Ergens in de derde acte krijgt Together (een tamelijk potsierlijke film van Chen Kaige) educatieve waarde voor het soort idioten dat mij de laatste jaren steeds meer uit bioscopen houdt. Een jonge vrouw bezoekt het klaslokaal van een conservatoriumdocent en maakt zichzelf volkomen belachelijk en onmogelijk door dwars door een muziekstuk een in aluminiumfolie verpakt broodje te gaan zitten eten. Niet veel later gaat haar mobieltje af en als ze die doodleuk opneemt wordt ze streng de deur gewezen, nagekeken door woedende studenten. Geen idee of de boodschap door komt bij de Neanderthaler, maar het wordt relatief stiller naast me. Ons clubje houdt zich in tot na de aftiteling (of wat daar tijdens de gammele projectie in Kriterion van overblijft) en bewaart de kritiek zoals het hoort voor bij een drankje in het voorcafé. We zijn het er over eens dat het opzichtig gemonteerde einde van Together ontzettend pathetisch is en dat scènes in soft focus beter werken bij sappige momenten in Emmanuelle dan bij de tranen van de vioolspelende hoofdpersoon in de Chinese film. Tussen de minpunten die op deze pagina zijn opgesomd staan bijna alle kritische opmerkingen te lezen van ons groepje van drie. Om een of andere reden is niet iedereen zo negatief getuige de 7,4 punten die de film van het sneakpubliek krijgt. Er zijn zelfs mensen die Together een 'monument van menselijke grootheid' noemen, dus misschien raad ik je vandaag een meesterwerk af. Together draait vanaf donderdag in de Nederlandse bioscoop.


woensdag 23 juli

Come on, let's Notwist again

Eind september verschijnt op het label van The Notwist de eerste EP van Chronomad. Achter deze naam gaat percussionist Saam Schlamminger schuil. Hij werd geboren in Istanbul, groeide op in Iran en woont sinds zijn twaalfde in München. De twee Oosterse percussie-instrumenten waar hij in is gespecialiseerd zijn de Daf en de Zarb. In de vier Oosters klinkende, instrumentale tracks op de EP wordt Schlamminger bijgestaan door Markus en Micha Acher van The Notwist die de productie verzorgen en daarnaast sampler, toetsen en programming voor hun rekening nemen.

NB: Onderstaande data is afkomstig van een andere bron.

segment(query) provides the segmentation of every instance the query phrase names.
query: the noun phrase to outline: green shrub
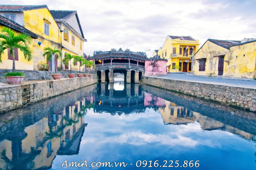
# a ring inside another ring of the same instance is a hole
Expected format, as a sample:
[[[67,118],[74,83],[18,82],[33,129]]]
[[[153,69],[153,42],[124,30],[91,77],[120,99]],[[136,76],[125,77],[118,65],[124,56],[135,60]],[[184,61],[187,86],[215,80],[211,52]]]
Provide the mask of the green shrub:
[[[25,76],[25,74],[21,72],[10,72],[5,74],[4,76]]]

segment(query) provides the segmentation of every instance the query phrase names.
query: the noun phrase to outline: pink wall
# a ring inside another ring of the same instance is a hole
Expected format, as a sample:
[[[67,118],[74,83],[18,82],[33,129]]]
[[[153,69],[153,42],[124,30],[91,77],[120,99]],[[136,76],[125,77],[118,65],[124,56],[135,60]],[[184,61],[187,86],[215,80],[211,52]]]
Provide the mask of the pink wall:
[[[165,107],[165,100],[144,92],[144,106]]]
[[[146,61],[145,75],[166,75],[166,63],[164,60]]]

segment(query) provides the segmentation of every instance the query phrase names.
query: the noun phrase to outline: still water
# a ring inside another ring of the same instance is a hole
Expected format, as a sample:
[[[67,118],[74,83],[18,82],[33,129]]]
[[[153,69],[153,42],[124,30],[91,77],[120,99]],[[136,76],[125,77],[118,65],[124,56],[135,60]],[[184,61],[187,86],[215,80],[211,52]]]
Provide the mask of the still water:
[[[254,113],[97,84],[1,115],[0,169],[256,169],[255,136]]]

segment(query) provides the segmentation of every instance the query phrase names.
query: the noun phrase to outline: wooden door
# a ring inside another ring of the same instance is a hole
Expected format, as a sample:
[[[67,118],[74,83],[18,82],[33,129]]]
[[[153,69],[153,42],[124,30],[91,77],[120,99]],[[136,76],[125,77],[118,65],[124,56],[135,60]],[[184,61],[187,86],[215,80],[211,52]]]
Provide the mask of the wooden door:
[[[224,57],[219,57],[219,64],[218,65],[218,75],[223,75],[223,67],[224,65]]]
[[[186,63],[186,62],[183,63],[182,72],[188,72],[188,63]]]

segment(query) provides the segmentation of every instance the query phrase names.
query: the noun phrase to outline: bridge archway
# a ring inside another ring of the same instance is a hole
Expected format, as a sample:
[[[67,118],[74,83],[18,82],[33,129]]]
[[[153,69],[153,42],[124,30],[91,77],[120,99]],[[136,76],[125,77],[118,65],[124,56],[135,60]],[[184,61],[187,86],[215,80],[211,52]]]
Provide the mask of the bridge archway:
[[[124,74],[124,83],[126,83],[126,77],[127,77],[127,71],[126,70],[123,70],[123,69],[116,69],[116,70],[113,70],[113,78],[114,75],[115,75],[115,73],[123,73]]]
[[[140,71],[139,72],[139,81],[141,81],[142,79],[142,72]]]
[[[109,70],[105,70],[105,82],[109,83]]]
[[[131,71],[131,83],[135,83],[135,71],[132,70]]]

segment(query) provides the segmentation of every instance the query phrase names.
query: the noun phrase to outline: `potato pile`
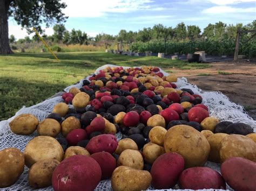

Schlamminger doet op zijn beurt mee op Lichter, de EP van The Notwist die volgende maand uitkomt. De muziek op die plaat is een soundtrack bij een film van cineast Hans-Christian-Schmid. Je kunt op deze pagina de vier tracks alsvast in RealAudio beluisteren.

(met dank aan meneer Senzor voor de tip)


dinsdag 22 juli

Wat een verrassing. Een nieuwe recensie in de rubriek Platen. Het moet niet gekker worden.


week 29

zondag 20 juli

Meevaller

Strauss of Eno. Wie hoor je het liefst wanneer ruimteschepen door het heelal varen? In Kubrick's 2001 dansen de voertuigen in het luchtledige sierlijk op zwierige walzen. Brian Eno's ambient begeleidde in 1983 de beelden van de Apollo-reis naar de maan. Regisseur Steven Soderbergh probeerde vorig jaar tijdens de postproductie van zijn eerste science fictionfilm diverse bestaande muziekwerken uit en draaide ze af tijdens de scène waarin Chris Kelvin (George Clooney) arriveert bij de mysterieuze planeet Solaris en zijn capsule wordt vastgekoppeld aan het ruimtestation Prometheus. Soderbergh zocht het in eerste instantie in de popmuziek en draaide Pink Floyd en Beck (het nummer Round The Bend) om te zien of ze de beelden versterkten. Venus In Furs van de Velvet Underground kwam het dichtst in de buurt. Helaas pasten de expliciete teksten over SM niet bepaald bij het verhaal over een planeet die zo extreem op de menselijke geest inwerkt dat je fantasieën, dromen en verlangens worden gematerialiseerd. Regisseur en producer kozen uiteindelijk voor de speciaal gecomponeerde score van Cliff Martinez wiens elektronische percussie en langgerekte orkestklanken dramatisch zeer goed werken.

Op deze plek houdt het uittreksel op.